8 - 10 years México/LATAM Remote/Full Time Advanced

Description:

We are hiring a highly experienced, development-oriented, collaborative, and detail-focused Senior Site Reliability Engineer (SRE) responsible for solving complex operational, scalability, and reliability challenges. In this role, you will apply software engineering methodologies to system administration processes while partnering closely with software engineers and product teams to improve platform stability, performance, and operational excellence.

We are looking for someone with extensive experience operating and scaling production systems who can confidently lead technical initiatives, automate infrastructure, improve reliability, and drive best practices across engineering teams.
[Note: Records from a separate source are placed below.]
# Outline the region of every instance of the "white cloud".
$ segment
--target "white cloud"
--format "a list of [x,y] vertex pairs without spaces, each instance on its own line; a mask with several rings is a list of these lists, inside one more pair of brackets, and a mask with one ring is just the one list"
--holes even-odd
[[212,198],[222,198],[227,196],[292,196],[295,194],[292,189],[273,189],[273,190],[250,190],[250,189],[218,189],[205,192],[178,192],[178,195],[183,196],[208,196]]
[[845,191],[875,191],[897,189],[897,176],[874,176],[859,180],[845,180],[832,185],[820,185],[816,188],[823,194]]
This is a senior-level position intended for engineers who have already managed large-scale production environments and can make sound technical decisions with minimal guidance.
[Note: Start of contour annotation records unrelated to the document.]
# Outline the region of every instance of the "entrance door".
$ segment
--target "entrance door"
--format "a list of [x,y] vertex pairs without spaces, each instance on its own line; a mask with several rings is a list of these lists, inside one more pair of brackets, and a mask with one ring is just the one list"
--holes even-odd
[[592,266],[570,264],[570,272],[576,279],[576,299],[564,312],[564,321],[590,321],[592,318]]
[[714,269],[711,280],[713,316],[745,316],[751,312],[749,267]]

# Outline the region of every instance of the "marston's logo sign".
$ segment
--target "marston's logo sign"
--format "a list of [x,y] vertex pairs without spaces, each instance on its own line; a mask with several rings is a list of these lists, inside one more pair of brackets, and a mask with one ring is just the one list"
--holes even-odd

The ideal candidate must have a solid background as a Software Engineer before transitioning into Site Reliability Engineering or DevOps. We are specifically looking for engineers who have hands-on software development experience and now apply software engineering principles to build reliable, scalable, and automated infrastructure.

What will you do?

Gain a deep understanding of our platform, how it serves our clients, and how they interact with it.
Monitor and maintain system availability, performance, and overall health.
Build tools and systems to automate infrastructure management and operational processes.
Operate production environments with a strong focus on reliability, scalability, performance, and uptime.
Design, implement, and maintain Infrastructure as Code (IaC) using Terraform.
Develop and improve CI/CD pipelines for efficient and reliable software delivery.
Build and maintain monitoring, alerting, and logging solutions using tools such as New Relic, SumoLogic, Pingdom, CloudWatch, and CloudTrail.
Lead incident response, perform root cause analysis, and implement long-term corrective and preventative solutions.
Participate in on-call rotations and ensure effective incident management and escalation.
Collaborate closely with development teams to improve deployment strategies, testing, and release processes.
Create and maintain operational documentation, runbooks, and disaster recovery procedures.
Define, measure, and optimize system reliability using SLOs, SLIs, and key operational metrics.
Mentor other engineers and promote reliability best practices across the organization.

Requirements:

8-10+ years of professional experience in Site Reliability Engineering, DevOps, Infrastructure Engineering, or closely related roles.
Bachelor's Degree in Computer Science, Engineering, or a related field, or equivalent practical experience.
Advanced English communication skills, both verbal and written.
Previous professional experience as a Software Engineer before transitioning into Site Reliability Engineering or DevOps
Strong hands-on programming experience with the ability to design, develop, debug, and maintain production-quality software.
Ability to apply software engineering principles to infrastructure, automation, and operational challenges.
Proven experience operating, maintaining, and scaling large-scale production environments.
Expert-level experience with AWS and cloud-native technologies.
Deep understanding of Linux system internals, networking, distributed systems, and service-oriented architectures.
Strong experience with containerization and orchestration technologies, including Docker and Kubernetes.
Extensive hands-on experience with Infrastructure as Code (IaC), particularly Terraform.
Experience working with relational databases such as MSSQL, MySQL, and Aurora MySQL, as well as NoSQL databases, especially DynamoDB.
Strong knowledge of observability concepts, including monitoring, metrics, logging, tracing, SLOs, and SLIs.
Experience designing, building, and maintaining CI/CD pipelines using tools such as Jenkins, CodePipeline, or CodeDeploy.
Experience leading incident response, root cause analysis, and post-incident improvements.
Strong automation mindset with scripting or programming experience.
Ability to lead technical initiatives, influence architectural decisions, and collaborate effectively across cross-functional teams.
Excellent analytical, troubleshooting, and problem-solving skills.
Passion for continuous improvement, operational excellence, and platform reliability.

Nice to have:

Experience supporting large-scale SaaS platforms.
Experience with high-availability and mission-critical production environments.
Experience defining reliability standards and operational best practices.
Experience with capacity planning, performance optimization, and cost optimization in AWS.